From time to time ‘tragic errors’ will occur. And if profits are still too low, contract-holders may start to demand ‘top-up’ payments from patients. Some local authorities are now introducing the budget airline model. The same could appear in the NHS. How much further down that road is a US-style pay-as-you-go service, with expensive insurance for those who can afford it?

Health trade unions should be shouting this from the rooftops. A campaign should be built among health workers and local communities to explain this threat. Public meetings and mass demonstrations would help build health workers’ confidence to take industrial action to stop the privateers.

But industrial action in the NHS is never easy for workers who can see the possible effect on their patients. The whole trade union movement has a responsibility to take action. Trade union leaders should be building support for striking if necessary to save the NHS.

But they would also have to explain that Labour is as wedded to privatisation as the Tories, and that the NHS needs a government committed to defending public services. That means building a mass workers’ party with union backing and socialist policies.

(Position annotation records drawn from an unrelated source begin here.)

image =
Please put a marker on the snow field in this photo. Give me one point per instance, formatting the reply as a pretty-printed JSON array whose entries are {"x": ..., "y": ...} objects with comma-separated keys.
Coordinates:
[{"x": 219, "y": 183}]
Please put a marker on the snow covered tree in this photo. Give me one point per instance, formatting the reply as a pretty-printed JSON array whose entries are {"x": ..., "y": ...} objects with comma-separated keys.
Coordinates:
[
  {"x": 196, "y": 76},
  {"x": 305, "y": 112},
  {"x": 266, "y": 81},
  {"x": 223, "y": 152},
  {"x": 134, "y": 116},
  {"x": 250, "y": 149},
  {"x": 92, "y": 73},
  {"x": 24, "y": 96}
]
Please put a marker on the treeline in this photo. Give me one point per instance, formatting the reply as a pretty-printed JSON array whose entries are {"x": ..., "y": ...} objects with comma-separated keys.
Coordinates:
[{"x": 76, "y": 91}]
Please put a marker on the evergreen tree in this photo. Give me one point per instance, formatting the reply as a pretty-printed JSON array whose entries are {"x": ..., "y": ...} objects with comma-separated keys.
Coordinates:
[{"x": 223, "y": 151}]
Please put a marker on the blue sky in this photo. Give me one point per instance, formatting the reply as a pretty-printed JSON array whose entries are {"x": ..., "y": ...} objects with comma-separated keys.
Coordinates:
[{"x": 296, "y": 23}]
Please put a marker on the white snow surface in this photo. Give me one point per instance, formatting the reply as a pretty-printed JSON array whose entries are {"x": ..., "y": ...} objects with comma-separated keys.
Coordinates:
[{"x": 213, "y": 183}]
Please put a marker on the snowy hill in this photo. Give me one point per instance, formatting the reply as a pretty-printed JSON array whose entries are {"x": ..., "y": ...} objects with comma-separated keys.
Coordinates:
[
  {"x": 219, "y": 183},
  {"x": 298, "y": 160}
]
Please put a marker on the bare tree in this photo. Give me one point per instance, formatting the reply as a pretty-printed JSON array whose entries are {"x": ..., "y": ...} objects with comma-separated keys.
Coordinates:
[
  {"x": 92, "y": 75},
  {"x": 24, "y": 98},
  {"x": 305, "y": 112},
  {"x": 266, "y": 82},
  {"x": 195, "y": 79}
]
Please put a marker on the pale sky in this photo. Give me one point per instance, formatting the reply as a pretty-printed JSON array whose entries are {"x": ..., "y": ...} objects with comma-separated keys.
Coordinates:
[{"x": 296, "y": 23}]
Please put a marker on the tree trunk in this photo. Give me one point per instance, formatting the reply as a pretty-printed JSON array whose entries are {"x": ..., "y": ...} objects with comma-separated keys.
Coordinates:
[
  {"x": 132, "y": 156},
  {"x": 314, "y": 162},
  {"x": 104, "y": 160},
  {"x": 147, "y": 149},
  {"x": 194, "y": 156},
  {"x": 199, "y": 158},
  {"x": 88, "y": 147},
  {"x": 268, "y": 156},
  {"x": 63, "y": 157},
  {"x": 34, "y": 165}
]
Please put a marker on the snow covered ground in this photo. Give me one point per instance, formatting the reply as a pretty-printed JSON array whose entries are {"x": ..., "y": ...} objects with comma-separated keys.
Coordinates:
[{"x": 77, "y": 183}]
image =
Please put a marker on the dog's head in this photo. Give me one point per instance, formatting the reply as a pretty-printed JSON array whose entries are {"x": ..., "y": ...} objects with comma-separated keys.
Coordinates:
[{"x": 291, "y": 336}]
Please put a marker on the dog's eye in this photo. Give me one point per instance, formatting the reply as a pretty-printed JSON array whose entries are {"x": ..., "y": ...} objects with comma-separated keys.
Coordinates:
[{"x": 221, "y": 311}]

  • End all privatisation. Return privatised services to NHS control.
  • Take back from big business PFI hospitals, LIFT health centres, Independent Sector Treatment Centres and private hospitals. Publicly fund and integrate them with the rest of the NHS.
  • End Foundation Trusts. For democratic control of local health services by elected health workers and community representatives as well as elected representatives from local and national government.
  • Nationalise the big construction companies, service companies, medical supply and pharmaceutical industries that are taking billions of pounds out of the NHS.